In slowing down we are able to look around and tentatively dip our toes into the waters of trust. Trust, that it is ok to spend some time on a particular wound or on what brings us joy. Trust, that it is worth the time. Trust, that this time is some life, meaningfully spent, focusing on something of value. Trust, that there is time.
And what is time, but a measure of life?
There is an ease and acceptance that can sometimes happen in this slower pace. This wound or joy is worthy not only of our time and loving attention, but it is welcome as a part of our lived experience.

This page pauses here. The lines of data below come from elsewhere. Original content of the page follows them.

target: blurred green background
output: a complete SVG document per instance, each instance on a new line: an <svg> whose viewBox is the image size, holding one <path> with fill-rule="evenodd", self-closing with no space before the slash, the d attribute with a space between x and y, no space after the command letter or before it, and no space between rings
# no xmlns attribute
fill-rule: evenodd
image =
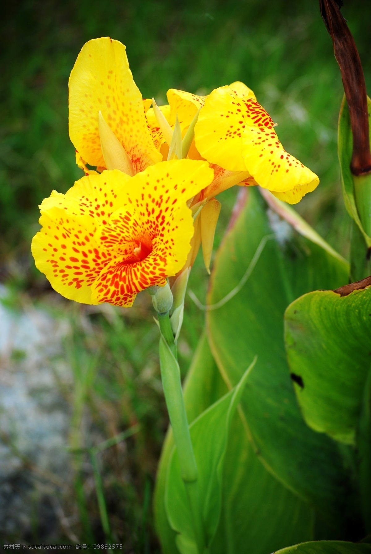
<svg viewBox="0 0 371 554"><path fill-rule="evenodd" d="M345 0L345 4L343 13L369 91L369 0ZM150 302L140 295L131 310L109 314L73 305L53 293L30 254L32 237L39 228L38 205L53 189L64 192L82 176L68 137L70 71L85 42L109 35L126 44L143 97L154 96L158 104L166 102L170 88L204 94L243 81L279 124L276 130L286 150L320 177L317 189L297 209L347 257L350 220L341 198L336 151L343 90L331 41L316 0L25 0L3 6L0 29L0 278L7 287L3 301L18 310L30 301L54 317L68 319L65 353L74 379L66 392L71 414L70 445L92 445L87 444L91 436L81 428L85 410L102 438L140 423L140 430L127 441L125 455L118 449L117 455L104 456L101 470L115 540L127 552L156 552L151 495L167 420ZM221 195L215 248L236 189ZM202 300L207 283L199 255L190 286ZM179 344L183 375L204 320L189 299L186 311ZM102 540L96 496L86 485L91 467L83 454L74 455L73 492L68 494L62 487L55 494L66 512L76 510L73 535L85 541L93 536ZM6 538L71 540L63 525L48 538L43 513L36 517L33 530L20 530L18 535L14 531Z"/></svg>

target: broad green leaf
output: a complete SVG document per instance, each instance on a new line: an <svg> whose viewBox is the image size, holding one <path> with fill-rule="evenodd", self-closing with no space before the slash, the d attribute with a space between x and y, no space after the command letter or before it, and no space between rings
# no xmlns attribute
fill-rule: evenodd
<svg viewBox="0 0 371 554"><path fill-rule="evenodd" d="M370 137L371 139L371 100L368 97L367 103L370 122ZM351 172L351 162L353 152L353 135L351 125L351 117L347 100L344 95L340 114L338 128L338 155L340 162L342 191L344 203L349 216L355 222L368 247L371 246L371 238L363 230L355 205L353 175Z"/></svg>
<svg viewBox="0 0 371 554"><path fill-rule="evenodd" d="M251 189L217 255L208 304L238 285L264 237L275 230L279 240L267 242L238 294L208 312L210 346L230 386L257 355L241 402L255 451L279 480L315 508L320 524L332 527L333 538L346 538L348 519L357 517L349 514L349 475L337 444L308 427L300 413L286 358L284 314L305 292L347 282L348 266L275 214L269 216L270 224L265 203Z"/></svg>
<svg viewBox="0 0 371 554"><path fill-rule="evenodd" d="M303 542L279 550L276 554L371 554L371 545L343 541Z"/></svg>
<svg viewBox="0 0 371 554"><path fill-rule="evenodd" d="M363 392L357 444L362 512L366 532L371 533L371 369ZM365 542L371 542L371 536Z"/></svg>
<svg viewBox="0 0 371 554"><path fill-rule="evenodd" d="M354 444L371 365L371 288L342 296L310 293L290 304L285 320L287 358L306 421Z"/></svg>
<svg viewBox="0 0 371 554"><path fill-rule="evenodd" d="M210 554L267 554L313 538L314 513L266 470L235 414L224 461L223 505Z"/></svg>
<svg viewBox="0 0 371 554"><path fill-rule="evenodd" d="M210 351L206 335L200 340L184 384L184 403L191 423L209 406L223 396L228 389ZM169 524L165 510L166 474L174 447L171 428L168 430L162 448L154 490L154 511L156 530L163 554L178 554L176 532Z"/></svg>
<svg viewBox="0 0 371 554"><path fill-rule="evenodd" d="M189 422L226 392L204 335L187 375L184 402ZM266 554L312 538L313 510L281 484L253 450L239 415L232 422L223 476L221 517L210 554ZM170 429L163 448L155 490L156 529L164 554L178 554L175 532L164 504Z"/></svg>
<svg viewBox="0 0 371 554"><path fill-rule="evenodd" d="M193 554L192 545L197 543L195 521L203 532L206 547L215 535L221 507L221 475L229 428L255 361L251 363L234 389L208 408L189 427L198 471L195 483L186 485L182 481L176 447L171 455L165 506L171 526L179 534L176 543L182 554ZM195 514L192 514L189 508L189 494L194 495L195 498Z"/></svg>

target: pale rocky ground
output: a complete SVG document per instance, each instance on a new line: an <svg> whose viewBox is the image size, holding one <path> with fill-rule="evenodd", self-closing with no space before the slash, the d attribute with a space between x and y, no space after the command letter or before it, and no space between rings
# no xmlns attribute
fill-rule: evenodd
<svg viewBox="0 0 371 554"><path fill-rule="evenodd" d="M75 538L60 502L71 475L61 392L72 384L61 356L68 331L30 303L14 310L0 302L0 536L8 541L32 540L35 526L43 540L61 531Z"/></svg>

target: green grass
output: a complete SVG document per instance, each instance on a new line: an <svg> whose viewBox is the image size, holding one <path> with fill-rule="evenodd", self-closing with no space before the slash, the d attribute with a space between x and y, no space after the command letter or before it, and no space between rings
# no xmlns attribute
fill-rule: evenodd
<svg viewBox="0 0 371 554"><path fill-rule="evenodd" d="M370 90L369 2L346 0L346 4L343 12ZM343 92L316 0L24 0L8 3L3 10L0 276L14 290L48 303L49 296L44 296L50 290L48 283L29 253L39 228L37 207L53 188L65 192L82 175L68 137L68 80L84 43L105 35L126 45L143 96L154 96L158 103L165 102L171 87L204 94L240 80L252 88L279 124L286 149L320 176L320 186L298 210L347 255L349 220L341 198L336 153ZM236 192L235 187L221 195L216 247ZM207 282L199 255L190 286L202 300ZM100 463L112 532L126 541L127 552L154 552L148 497L167 418L150 301L143 296L132 312L110 315L87 315L71 302L61 307L75 326L66 348L75 379L69 397L74 414L71 445L84 443L79 422L86 411L105 438L140 423L140 431L128 439L126 457L115 447L115 455L100 455ZM83 316L90 321L89 332L81 325ZM203 320L203 314L188 299L179 348L183 375ZM76 532L85 529L86 536L92 533L103 540L96 496L86 490L84 455L74 462L76 486L70 500L79 505L83 522Z"/></svg>

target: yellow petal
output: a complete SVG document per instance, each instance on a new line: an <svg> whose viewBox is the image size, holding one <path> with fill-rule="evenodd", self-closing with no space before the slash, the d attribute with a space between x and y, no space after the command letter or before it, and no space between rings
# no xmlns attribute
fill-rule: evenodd
<svg viewBox="0 0 371 554"><path fill-rule="evenodd" d="M242 142L246 167L264 188L282 192L308 185L310 192L320 182L315 173L284 150L273 128L246 126Z"/></svg>
<svg viewBox="0 0 371 554"><path fill-rule="evenodd" d="M253 100L256 100L256 97L251 89L246 86L244 83L241 83L241 81L235 81L234 83L231 83L229 86L239 98L245 98L246 99L248 98L252 98Z"/></svg>
<svg viewBox="0 0 371 554"><path fill-rule="evenodd" d="M276 192L274 191L271 191L271 192L279 200L287 202L288 204L297 204L305 194L306 194L307 192L312 192L314 191L317 184L318 182L316 180L313 180L309 184L303 184L301 186L298 185L294 187L293 188L284 192Z"/></svg>
<svg viewBox="0 0 371 554"><path fill-rule="evenodd" d="M166 95L171 107L170 125L174 125L178 114L182 130L190 124L198 110L203 106L206 98L176 89L169 89Z"/></svg>
<svg viewBox="0 0 371 554"><path fill-rule="evenodd" d="M194 263L200 246L201 245L201 225L199 214L193 222L193 234L190 239L190 248L187 258L184 269L192 268Z"/></svg>
<svg viewBox="0 0 371 554"><path fill-rule="evenodd" d="M102 112L98 112L99 139L107 170L119 170L132 177L134 170L131 160L111 127L106 122Z"/></svg>
<svg viewBox="0 0 371 554"><path fill-rule="evenodd" d="M145 109L145 114L146 114L148 111L152 103L152 98L143 98L143 107Z"/></svg>
<svg viewBox="0 0 371 554"><path fill-rule="evenodd" d="M53 191L32 242L37 267L67 298L131 305L184 265L194 232L187 201L213 177L206 162L176 160L133 177L91 174L65 194Z"/></svg>
<svg viewBox="0 0 371 554"><path fill-rule="evenodd" d="M214 237L221 207L221 204L216 198L212 198L203 207L200 214L202 254L208 273L210 273Z"/></svg>
<svg viewBox="0 0 371 554"><path fill-rule="evenodd" d="M246 124L243 100L229 86L215 89L200 111L194 129L196 148L210 163L231 171L246 170L241 137Z"/></svg>
<svg viewBox="0 0 371 554"><path fill-rule="evenodd" d="M78 57L69 88L70 137L86 163L105 167L99 140L100 110L136 172L160 161L123 44L109 37L89 40Z"/></svg>
<svg viewBox="0 0 371 554"><path fill-rule="evenodd" d="M195 129L196 147L211 163L247 171L254 179L251 184L272 192L295 189L295 194L286 196L287 201L296 202L301 194L314 190L318 178L285 151L271 118L244 86L232 83L207 98Z"/></svg>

Ouch! And also, ahhhh... relief.
Rumi says 'your task is not to seek for love, but merely to seek and find all the barriers within yourself that you have built against it'.
So, in slowing down, comes safety. In safety we find trust. And in trust we find the glimmer of hope we thought we had lost. The butterfly emerges, and flaps its wings. And the ripple effect is felt... through ourselves, through our families, through our communities.... and... through the ages.
As well as hope, we find so many other gorgeous things from this place of trust... we might find forgiveness, compassion, patience, acceptance, allowing. Even a willingness to let go of expectations. Beautiful peaceful stuff, but very hard to do without by-passing our til-now suppressed suffering.
This work that we do, right here, right now... is the deep work of awareness. This difficult work of feeling disappointment, pain and discomfort, meeting our edges, our inner-children and our shadows, taking it on, digesting and transforming, even though our soul KNOWS of a more beautiful world and wishes things were different.
Every day... as we grieve what our golden souls yearn to say more fully, right now... this work we do is a legacy that paves the way for that yearned-for world to exist.
"A society grows great when old men plant trees,
the shade of which they will never sit in"
(Afterlife Netflix series)
One legacy might be:
Being able to live freely and lovingly, in accordance with our soul's most beautiful truth.
The poet Mary Oliver asks the question 'what will I do with my one wild and precious life?' Perhaps, we are allowed to answer:
As much as I can, and as much as I can't, and everything in between.
And that is all part of it. And that is enough.
When we allow life to move through us, and with us and for us, we allow life, to be, life.
If life were the wind moving through the trees, the trees do not reach for the wind, the wind moves them... as it moves through them.
_______
Enjoy the butterflies, and, have a beautiful week.